此部分关于缓慢的对等体功能在各种情况下描述移动进程。

没有缓慢的对等体功能的移动

一慢对等体可以手工移动到一新的更新组里,不用缓慢的对等体功能。

在缓慢的对等体功能是可用的前,您要求识别慢对等体手工然后移动它在更新组外面。这完成与对该BGP对等体出局策略的一更改。此出局策略跟使用的任何其他一定不同,您必须保证慢对等体不移动向当前存在的另一更新组(和请移动问题向该更新组)。您能应用的最好的更改是不影响实际策略的一个。例如,您可能更改最低的路由通告间隔(MRAI)对等体(在特定AF下)。

这是显示一慢对等体的手工的移动的示例,当缓慢的对等体功能不是可用的时:

RR1#debug ip bgp groups 
BGP groups debugging is on

RR1(config)#router bgp 1                                   
RR1(config-router)#address-family vpnv4                          
RR1(config-router-af)#neighbor 10.100.1.3 advertisement-interval 3 

BGP-DYN(4): 10.100.1.3 cannot join update-group 1 due to an advertisement-interval
mismatch
BGP(4): Scheduling withdraws and update-group membership change for 10.100.1.3
BGP(4): Resetting 10.100.1.3's version for its transition out of update-group 1
BGP-DYN(4): 10.100.1.3 cannot join update-group 1 due to an advertisement-interval
mismatch
BGP-DYN(4): Removing 10.100.1.3 from update-group 1
BGP-DYN(4): 10.100.1.3 cannot join update-group 1 due to an advertisement-interval
mismatch
BGP-DYN(4): Created update-group 0 from neighbor 10.100.1.3
BGP-DYN(4): Adding 10.100.1.3 to update-group 0

静态缓慢的对等体移动

静态减慢对等体,为了移动从更新组的一对等体到一新的更新组里,您能配置它。如果有广泛慢对等体,则放置有同一出局策略的静态慢对等体到同一缓慢的更新组里。

为了静态移动一慢对等体,您能用使用这些命令配置它:

  • 启用静态对等体移动每个邻居或每对等组:
    [no] neighbor {<nbr-addr>/<peer-grp-name>} slow-peer split-update-group static
  • 通过对等体策略模板启用静态对等体移动:
    [no] slow-peer split-update-group static

动态请减慢对等体移动

默认情况下缓慢的对等体移动禁用。为了启用缓慢的对等体移动,您能通过这些方法之一配置它:

  • BGP进程的Enable (event)缓慢的对等体移动:
    bgp slow-peer split-update-group dynamic [permanent]

    [no] bgp slow-peer split-update-group dynamic

    注意:这可以从address-family/topology/VRF视图配置。

  • Enable (event)缓慢的对等体移动每对等体:
    neighbor {<nbr-addr>/<peer-grp-name>} slow-peer split-update-group dynamic [permanent]

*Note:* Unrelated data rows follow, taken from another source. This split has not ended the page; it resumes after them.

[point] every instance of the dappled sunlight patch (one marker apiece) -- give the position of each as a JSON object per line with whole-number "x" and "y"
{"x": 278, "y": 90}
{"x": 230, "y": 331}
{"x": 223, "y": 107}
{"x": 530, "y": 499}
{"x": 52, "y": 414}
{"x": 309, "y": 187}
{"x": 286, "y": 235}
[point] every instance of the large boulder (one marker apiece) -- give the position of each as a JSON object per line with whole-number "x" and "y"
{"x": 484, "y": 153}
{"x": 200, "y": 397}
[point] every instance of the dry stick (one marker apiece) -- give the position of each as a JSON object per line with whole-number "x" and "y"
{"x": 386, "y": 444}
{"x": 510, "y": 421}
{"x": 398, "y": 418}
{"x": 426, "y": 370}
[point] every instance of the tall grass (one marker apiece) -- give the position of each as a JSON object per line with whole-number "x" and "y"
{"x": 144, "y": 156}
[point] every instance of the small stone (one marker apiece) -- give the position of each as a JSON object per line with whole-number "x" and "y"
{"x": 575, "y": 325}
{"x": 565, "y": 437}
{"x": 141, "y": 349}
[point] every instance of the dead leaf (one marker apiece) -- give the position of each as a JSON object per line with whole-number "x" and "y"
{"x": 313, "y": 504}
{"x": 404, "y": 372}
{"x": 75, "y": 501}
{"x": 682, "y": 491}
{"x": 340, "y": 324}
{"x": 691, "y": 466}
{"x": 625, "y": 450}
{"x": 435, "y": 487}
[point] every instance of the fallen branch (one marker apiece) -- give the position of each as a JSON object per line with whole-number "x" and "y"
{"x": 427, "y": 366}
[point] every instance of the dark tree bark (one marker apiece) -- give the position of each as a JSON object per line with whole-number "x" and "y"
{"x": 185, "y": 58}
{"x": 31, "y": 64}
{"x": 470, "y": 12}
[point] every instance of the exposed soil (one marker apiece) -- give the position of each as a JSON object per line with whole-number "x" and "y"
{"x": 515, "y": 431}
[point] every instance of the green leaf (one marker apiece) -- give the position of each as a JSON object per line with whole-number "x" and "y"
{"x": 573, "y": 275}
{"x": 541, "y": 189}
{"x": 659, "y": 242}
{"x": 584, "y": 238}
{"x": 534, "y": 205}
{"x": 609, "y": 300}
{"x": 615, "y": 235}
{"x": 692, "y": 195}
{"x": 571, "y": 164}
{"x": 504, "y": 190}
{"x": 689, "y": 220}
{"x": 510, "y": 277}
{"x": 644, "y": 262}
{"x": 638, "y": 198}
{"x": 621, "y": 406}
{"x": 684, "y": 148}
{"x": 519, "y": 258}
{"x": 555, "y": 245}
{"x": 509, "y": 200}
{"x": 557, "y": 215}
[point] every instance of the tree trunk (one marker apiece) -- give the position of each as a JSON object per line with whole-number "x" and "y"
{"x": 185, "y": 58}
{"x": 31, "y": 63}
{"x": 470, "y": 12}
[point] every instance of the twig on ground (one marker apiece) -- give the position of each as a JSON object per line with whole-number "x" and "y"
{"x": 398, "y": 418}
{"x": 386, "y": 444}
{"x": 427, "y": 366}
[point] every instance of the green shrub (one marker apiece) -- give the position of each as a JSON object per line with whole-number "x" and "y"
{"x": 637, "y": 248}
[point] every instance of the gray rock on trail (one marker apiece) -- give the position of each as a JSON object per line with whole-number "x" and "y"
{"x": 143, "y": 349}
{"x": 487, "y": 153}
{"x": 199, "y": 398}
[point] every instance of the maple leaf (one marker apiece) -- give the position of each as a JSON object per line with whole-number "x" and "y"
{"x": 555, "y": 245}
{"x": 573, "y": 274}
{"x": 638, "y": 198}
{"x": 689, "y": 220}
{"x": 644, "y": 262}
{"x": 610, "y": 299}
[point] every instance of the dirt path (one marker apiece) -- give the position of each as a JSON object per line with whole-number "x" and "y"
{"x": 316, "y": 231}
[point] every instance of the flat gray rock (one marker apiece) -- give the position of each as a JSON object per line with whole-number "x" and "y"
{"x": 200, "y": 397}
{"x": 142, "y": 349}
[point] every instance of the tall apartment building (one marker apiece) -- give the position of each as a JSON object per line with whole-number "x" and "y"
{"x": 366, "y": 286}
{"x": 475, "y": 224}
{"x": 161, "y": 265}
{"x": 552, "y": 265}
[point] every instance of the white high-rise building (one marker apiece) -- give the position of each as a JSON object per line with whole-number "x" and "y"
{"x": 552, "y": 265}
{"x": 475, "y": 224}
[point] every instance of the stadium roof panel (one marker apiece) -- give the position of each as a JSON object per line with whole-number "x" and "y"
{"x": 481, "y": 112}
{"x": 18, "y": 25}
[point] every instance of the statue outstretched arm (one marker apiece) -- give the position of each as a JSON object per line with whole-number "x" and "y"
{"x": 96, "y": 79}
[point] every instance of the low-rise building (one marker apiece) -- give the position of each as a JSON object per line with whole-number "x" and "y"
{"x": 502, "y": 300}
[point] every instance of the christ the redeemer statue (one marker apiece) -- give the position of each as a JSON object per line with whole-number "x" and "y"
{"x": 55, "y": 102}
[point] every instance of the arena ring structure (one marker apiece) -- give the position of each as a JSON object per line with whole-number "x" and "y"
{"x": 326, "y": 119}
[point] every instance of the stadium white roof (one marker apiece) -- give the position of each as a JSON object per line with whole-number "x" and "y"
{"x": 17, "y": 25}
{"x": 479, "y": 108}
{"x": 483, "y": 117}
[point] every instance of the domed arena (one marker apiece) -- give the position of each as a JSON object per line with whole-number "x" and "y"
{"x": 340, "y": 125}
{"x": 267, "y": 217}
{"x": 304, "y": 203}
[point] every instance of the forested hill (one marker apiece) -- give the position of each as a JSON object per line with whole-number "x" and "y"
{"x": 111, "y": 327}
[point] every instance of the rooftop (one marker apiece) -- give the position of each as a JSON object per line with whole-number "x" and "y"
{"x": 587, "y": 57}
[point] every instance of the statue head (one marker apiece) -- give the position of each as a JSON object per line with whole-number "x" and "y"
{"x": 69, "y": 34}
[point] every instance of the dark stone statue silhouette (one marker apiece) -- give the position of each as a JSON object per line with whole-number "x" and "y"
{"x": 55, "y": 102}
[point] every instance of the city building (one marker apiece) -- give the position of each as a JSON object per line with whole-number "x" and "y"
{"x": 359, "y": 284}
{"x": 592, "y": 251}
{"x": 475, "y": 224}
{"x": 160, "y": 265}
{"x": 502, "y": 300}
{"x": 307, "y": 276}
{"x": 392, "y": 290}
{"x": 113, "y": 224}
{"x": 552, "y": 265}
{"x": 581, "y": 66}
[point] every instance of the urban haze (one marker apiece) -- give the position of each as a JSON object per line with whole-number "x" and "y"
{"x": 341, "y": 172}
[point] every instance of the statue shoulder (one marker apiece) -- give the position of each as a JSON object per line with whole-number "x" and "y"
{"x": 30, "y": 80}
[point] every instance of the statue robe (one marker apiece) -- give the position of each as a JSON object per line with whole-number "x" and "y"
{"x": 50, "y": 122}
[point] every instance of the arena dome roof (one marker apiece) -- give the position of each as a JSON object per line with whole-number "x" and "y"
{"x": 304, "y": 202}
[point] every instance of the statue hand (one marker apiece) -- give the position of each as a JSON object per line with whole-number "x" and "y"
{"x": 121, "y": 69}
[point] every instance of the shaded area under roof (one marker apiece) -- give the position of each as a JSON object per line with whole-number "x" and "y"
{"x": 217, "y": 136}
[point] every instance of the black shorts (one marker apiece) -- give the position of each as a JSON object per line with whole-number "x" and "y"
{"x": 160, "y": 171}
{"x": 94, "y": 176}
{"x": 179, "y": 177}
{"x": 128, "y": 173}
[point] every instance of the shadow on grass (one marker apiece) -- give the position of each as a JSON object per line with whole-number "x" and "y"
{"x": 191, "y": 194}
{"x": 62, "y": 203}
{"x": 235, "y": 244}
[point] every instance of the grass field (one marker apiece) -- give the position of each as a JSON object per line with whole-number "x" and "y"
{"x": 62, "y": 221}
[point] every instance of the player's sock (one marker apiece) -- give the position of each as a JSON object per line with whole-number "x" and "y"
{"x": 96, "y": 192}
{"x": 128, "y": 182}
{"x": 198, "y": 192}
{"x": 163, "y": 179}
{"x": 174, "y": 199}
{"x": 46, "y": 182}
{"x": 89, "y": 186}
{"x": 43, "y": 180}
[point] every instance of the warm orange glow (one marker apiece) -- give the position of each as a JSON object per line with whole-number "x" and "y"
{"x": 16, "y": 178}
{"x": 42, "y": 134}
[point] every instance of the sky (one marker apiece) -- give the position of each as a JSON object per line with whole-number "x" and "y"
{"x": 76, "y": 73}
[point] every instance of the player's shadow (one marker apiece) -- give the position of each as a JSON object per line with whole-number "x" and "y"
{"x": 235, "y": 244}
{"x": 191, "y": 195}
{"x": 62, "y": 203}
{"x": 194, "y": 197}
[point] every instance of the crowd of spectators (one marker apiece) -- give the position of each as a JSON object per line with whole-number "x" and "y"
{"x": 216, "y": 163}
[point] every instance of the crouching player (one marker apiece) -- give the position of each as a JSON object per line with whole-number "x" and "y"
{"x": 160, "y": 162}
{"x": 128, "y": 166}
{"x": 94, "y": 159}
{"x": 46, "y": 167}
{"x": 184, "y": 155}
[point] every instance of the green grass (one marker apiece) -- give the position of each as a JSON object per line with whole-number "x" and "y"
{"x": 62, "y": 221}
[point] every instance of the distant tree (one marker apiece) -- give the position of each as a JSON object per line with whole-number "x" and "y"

    [no] neighbor {<nbr-addr>/<peer-grp-name>} slow-peer split-update-group dynamic
  • Enable (event)缓慢的对等体移动通过对等体策略模板:
    slow-peer split-update-group dynamic [permanent]

    [no] slow-peer split-update-group dynamic

注意永久性关键字表明慢对等体不会自动地恢复。在这种情况下,您能移动被恢复的慢对等体回到其原始更新组通过其中一个清除命令。

静态慢对等体和动态慢对等体是在同一缓慢的对等体更新组中。在本例中您在一缓慢的更新组中能看到一慢对等体:

R2#show ip bgp update-group

BGP version 4 update-group 4, external, Address Family: IPv4 Unicast
  BGP Update version : 0/566013, messages 100 queue 100, not converged
  Slow update group
  Private AS number removed from updates to this neighbor
  Update messages formatted 2497, replicated 0
  Number of NLRIs in the update sent: max 10, min 1
  Minimum time between advertisement runs is 30 seconds
  Has 1 member (* indicates the members currently being sent updates)
  (1 dynamically detected as slow):
  *10.1.6.7

恢复

一慢对等体可以被重新组合在其原始更新组下(该匹配出局策略),一旦被确认它不再是一慢对等体(追上)。当缓慢的对等体更新组聚合,恢复计时器启动。当恢复计时器超时时,慢对等体移动回到定期更新组。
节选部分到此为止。